For other deployment tools and providers the details of certificate generation may be different, but it must be possible to access the cluster by using either the main cluster endpoint (DNS name or IP address) or internal service called kubernetes that points directly to the apiservers.

controller manager, scheduler & cluster autoscaler

Controller manager and scheduler will by default use a lease mechanism to choose an active instance among all masters. Only one instance will be performing any operations. All other will be waiting in standby mode.

We will use the same configuration in non-replicated mode to simplify deployment scripts.

add-on manager

All add-on managers will be working independently. Each of them will observe current state of add-ons and will try to sync it with files on disk.
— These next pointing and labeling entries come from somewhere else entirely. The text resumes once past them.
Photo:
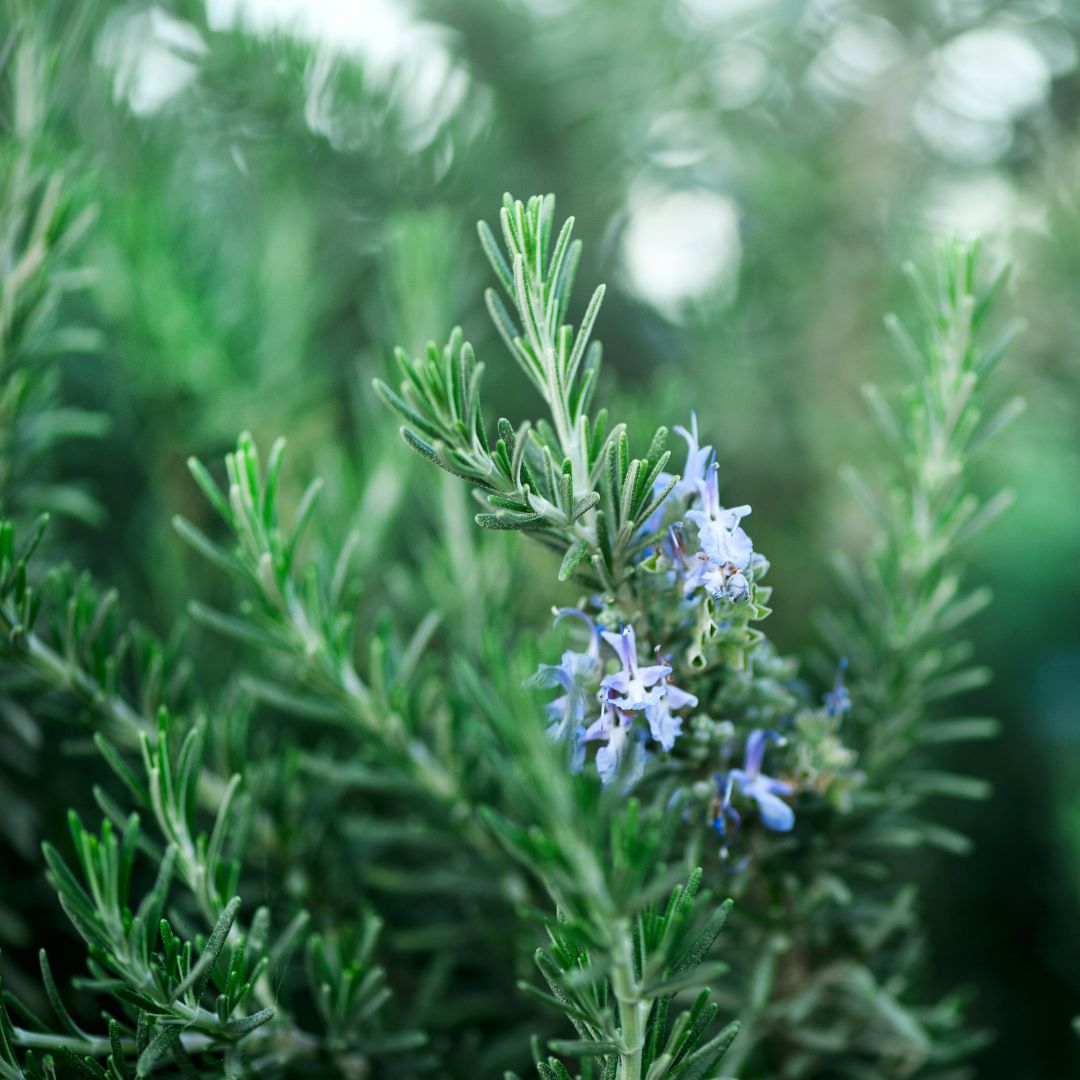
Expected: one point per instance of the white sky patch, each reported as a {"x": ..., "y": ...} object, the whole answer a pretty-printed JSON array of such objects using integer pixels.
[
  {"x": 397, "y": 51},
  {"x": 740, "y": 75},
  {"x": 859, "y": 52},
  {"x": 983, "y": 82},
  {"x": 982, "y": 204},
  {"x": 153, "y": 57},
  {"x": 680, "y": 247}
]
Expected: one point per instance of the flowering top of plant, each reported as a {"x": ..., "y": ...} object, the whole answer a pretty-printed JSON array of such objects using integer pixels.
[{"x": 656, "y": 552}]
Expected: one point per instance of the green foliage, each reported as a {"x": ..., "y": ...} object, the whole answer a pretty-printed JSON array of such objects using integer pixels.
[
  {"x": 570, "y": 482},
  {"x": 341, "y": 739}
]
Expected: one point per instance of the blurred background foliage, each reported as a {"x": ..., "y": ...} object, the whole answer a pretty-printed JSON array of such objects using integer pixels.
[{"x": 286, "y": 188}]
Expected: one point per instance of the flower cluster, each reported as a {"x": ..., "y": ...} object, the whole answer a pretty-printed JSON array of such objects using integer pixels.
[
  {"x": 753, "y": 784},
  {"x": 633, "y": 690},
  {"x": 725, "y": 552}
]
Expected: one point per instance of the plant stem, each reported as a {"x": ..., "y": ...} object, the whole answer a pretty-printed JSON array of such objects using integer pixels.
[{"x": 633, "y": 1012}]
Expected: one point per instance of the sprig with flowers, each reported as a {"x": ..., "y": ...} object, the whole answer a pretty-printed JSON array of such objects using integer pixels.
[{"x": 669, "y": 690}]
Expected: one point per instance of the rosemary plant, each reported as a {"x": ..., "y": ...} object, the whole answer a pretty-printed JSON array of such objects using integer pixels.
[{"x": 423, "y": 810}]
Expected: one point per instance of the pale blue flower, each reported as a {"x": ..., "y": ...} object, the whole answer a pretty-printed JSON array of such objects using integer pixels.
[
  {"x": 721, "y": 538},
  {"x": 698, "y": 459},
  {"x": 577, "y": 675},
  {"x": 622, "y": 754},
  {"x": 766, "y": 791},
  {"x": 635, "y": 686},
  {"x": 838, "y": 700},
  {"x": 663, "y": 725},
  {"x": 686, "y": 486}
]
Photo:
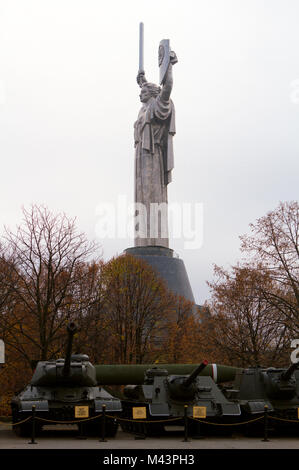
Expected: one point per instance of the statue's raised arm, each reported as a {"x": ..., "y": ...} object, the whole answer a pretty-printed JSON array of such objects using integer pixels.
[
  {"x": 168, "y": 80},
  {"x": 153, "y": 134}
]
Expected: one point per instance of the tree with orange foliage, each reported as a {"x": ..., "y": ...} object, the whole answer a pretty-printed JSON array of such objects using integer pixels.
[
  {"x": 274, "y": 251},
  {"x": 45, "y": 261},
  {"x": 244, "y": 325}
]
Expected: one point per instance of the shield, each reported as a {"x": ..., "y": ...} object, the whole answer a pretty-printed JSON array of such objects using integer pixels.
[{"x": 164, "y": 58}]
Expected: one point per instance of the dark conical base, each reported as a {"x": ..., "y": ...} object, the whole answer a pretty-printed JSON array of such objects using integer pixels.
[{"x": 171, "y": 269}]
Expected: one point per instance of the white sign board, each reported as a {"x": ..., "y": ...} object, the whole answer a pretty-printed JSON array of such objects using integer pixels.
[{"x": 2, "y": 352}]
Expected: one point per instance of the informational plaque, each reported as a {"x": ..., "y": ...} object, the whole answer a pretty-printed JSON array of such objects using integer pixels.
[
  {"x": 2, "y": 352},
  {"x": 81, "y": 411},
  {"x": 139, "y": 412},
  {"x": 199, "y": 411}
]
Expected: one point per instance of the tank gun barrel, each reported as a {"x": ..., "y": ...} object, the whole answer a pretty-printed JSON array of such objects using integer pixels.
[
  {"x": 71, "y": 329},
  {"x": 194, "y": 374},
  {"x": 286, "y": 375}
]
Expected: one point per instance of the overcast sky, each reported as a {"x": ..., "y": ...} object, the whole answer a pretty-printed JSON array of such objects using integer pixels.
[{"x": 69, "y": 99}]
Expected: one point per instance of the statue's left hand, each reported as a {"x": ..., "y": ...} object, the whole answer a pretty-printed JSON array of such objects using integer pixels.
[{"x": 173, "y": 57}]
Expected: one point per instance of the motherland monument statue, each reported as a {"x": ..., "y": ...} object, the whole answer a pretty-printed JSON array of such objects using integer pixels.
[
  {"x": 153, "y": 133},
  {"x": 153, "y": 136}
]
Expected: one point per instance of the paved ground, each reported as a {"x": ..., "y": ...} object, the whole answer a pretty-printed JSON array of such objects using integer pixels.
[{"x": 66, "y": 438}]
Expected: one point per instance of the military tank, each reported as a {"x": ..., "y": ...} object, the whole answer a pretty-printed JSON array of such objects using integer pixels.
[
  {"x": 277, "y": 388},
  {"x": 63, "y": 390},
  {"x": 163, "y": 397}
]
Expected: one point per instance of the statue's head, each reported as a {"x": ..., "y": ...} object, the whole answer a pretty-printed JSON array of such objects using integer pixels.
[{"x": 148, "y": 91}]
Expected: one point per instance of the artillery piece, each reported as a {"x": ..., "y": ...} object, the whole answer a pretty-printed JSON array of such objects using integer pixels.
[
  {"x": 277, "y": 388},
  {"x": 164, "y": 397},
  {"x": 63, "y": 389}
]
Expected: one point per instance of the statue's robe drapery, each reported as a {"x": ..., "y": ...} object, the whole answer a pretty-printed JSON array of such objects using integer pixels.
[{"x": 153, "y": 132}]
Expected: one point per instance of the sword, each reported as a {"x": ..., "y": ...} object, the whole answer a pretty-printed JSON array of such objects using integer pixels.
[{"x": 141, "y": 44}]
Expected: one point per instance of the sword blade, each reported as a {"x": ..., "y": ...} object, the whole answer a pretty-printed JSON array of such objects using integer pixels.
[{"x": 141, "y": 44}]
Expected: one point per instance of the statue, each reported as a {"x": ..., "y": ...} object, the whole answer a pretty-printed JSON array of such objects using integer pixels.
[{"x": 153, "y": 132}]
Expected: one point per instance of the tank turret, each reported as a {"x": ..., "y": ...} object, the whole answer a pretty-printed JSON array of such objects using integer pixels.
[
  {"x": 62, "y": 389},
  {"x": 277, "y": 388},
  {"x": 165, "y": 396},
  {"x": 125, "y": 374},
  {"x": 182, "y": 387}
]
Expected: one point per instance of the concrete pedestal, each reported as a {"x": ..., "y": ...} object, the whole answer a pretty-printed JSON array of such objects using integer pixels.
[{"x": 170, "y": 268}]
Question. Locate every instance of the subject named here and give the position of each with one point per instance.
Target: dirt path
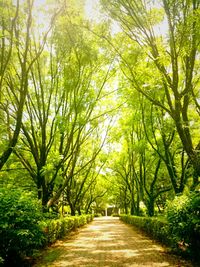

As a result, due to races, a single add-on can be updated multiple times in a row after upgrading the master. Long-term we should fix this by using a similar mechanisms as controller manager or scheduler. However, currently add-on manager is just a bash script and adding a master election mechanism would not be easy.

Adding replica

Command to add new replica on GCE using kube-up script:

KUBE_REPLICATE_EXISTING_MASTER=true KUBE_GCE_ZONE=us-central1-b kubernetes/cluster/kube-up.sh

A pseudo-code for adding a new master replica using managed DNS and a loadbalancer is the following:

1. If there is no load balancer for this cluster:
  1. Create load balancer using ephemeral IP address
  2. Add existing apiserver to the load balancer
  3. Wait until load balancer is working, i.e. all data is propagated, in GCE up to 20 min (sic!)
  4. Update DNS to point to the load balancer.
2. Clone existing master (create a new VM with the same configuration) including
   all env variables (certificates, IP ranges etc), with the exception of
   `INITIAL_ETCD_CLUSTER`.
3. SSH to an existing master and run the following command to extend etcd cluster
   with the new instance:
   `curl <existing_master>:4001/v2/members -XPOST -H "Content-Type: application/json" -d '{"peerURLs":["http://<new_master>:2380"]}'`
4. Add IP address of the new apiserver to the load balancer.

A simplified algorithm for adding a new master replica and promoting master IP to the load balancer is identical to the one when using DNS, with a different step to setup load balancer:

1. If there is no load balancer for this cluster:
  1. Unassign IP from the existing master replica
  2. Create load balancer using static IP reclaimed in the previous step
  3. Add existing apiserver to the load balancer
  4. Wait until load balancer is working, i.e. all data is propagated, in GCE up to 20 min (sic!)
...

Deleting replica

Command to delete one replica on GCE using kube-up script:

KUBE_DELETE_NODES=false KUBE_GCE_ZONE=us-central1-b kubernetes/cluster/kube-down.sh

A pseudo-code for deleting an existing replica for the master is the following:

1. Remove replica IP address from the load balancer or DNS configuration
2. SSH to one of the remaining masters and run the following command to remove replica from the cluster:
  `curl etcd-0:4001/v2/members/<id> -XDELETE -L`
3. Delete replica VM
4. If load balancer has only a single target instance, then delete load balancer
5. Update DNS to point to the remaining master replica, or [on GCE] assign static IP back to the master VM.

Upgrades

Upgrading replicated master will be possible by upgrading them one by one using existing tools (e.g. upgrade.sh for GCE). This will work out of the box because: * Requests from nodes will be correctly served by either new or old master because apiserver is backward compatible. * Requests from scheduler (and controllers) go to a local apiserver via localhost interface, so both components will be in the same version. * Apiserver talks only to a local etcd replica which will be in a compatible version * We assume we will introduce this setup after we upgrade to etcd v3 so we don’t need to cover upgrading database.